Tarzan of the Apes is a 1912 story by American writer Edgar Rice Burroughs, and the first in the Tarzan series. It was first serialized in the pulp magazine The All-Story beginning October 1912 before being released
as a novel in June 1914.
The story follows the title character Tarzan's adventures, from his childhood being raised by apes in the jungle to his eventual encounters with other humans and Western society. So popular was the character that Burroughs continued the series into the 1940s with two dozen sequels.
Scholars have noted several important themes in the novel: the impact of heredity on behavior; racial superiority; civilization, especially as Tarzan struggles with his identity as a human; sexuality; and escapism.
In April 2012, in advance of the novel's centennial anniversary, the Library of America published a hardcover edition based on Burroughs' original novel, with an introduction by Thomas Mallon.().
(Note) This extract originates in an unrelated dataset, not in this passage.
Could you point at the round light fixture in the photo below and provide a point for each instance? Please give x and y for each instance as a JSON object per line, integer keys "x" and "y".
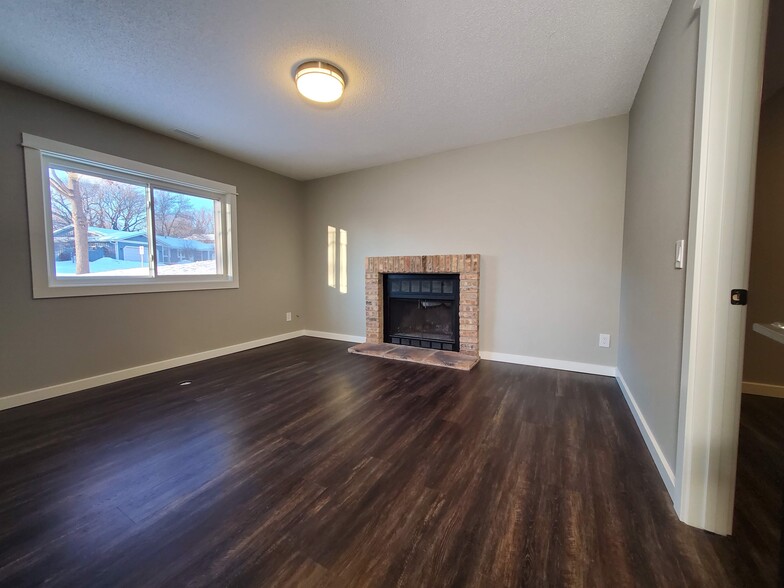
{"x": 320, "y": 81}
John and Alice (Rutherford) Clayton, Viscount and Lady Greystoke from England, are marooned in the western coastal jungles of equatorial Africa in 1888. Some time later, their son John Clayton II is born. When he is one year old his mother dies, and soon thereafter his father is killed by the savage king ape Kerchak. The infant is then adopted by the she-ape Kala.
Clayton is named "Tarzan" ("White Skin" in the ape language) and raised in ignorance of his human heritage.
As a boy, feeling alienated from his peers due to their physical differences, he discovers his true parents' cabin, where he first learns of others like himself in their books. Using basic primers with pictures, over many years he teaches himself to read English, but having never heard it, cannot speak it.
Upon his return from one visit to the cabin, he is attacked by a huge gorilla which he manages to kill with his father's knife, although he is terribly wounded in the struggle. As he grows up, Tarzan becomes a skilled hunter, exciting the jealousy of Kerchak, the ape leader, who finally attacks him.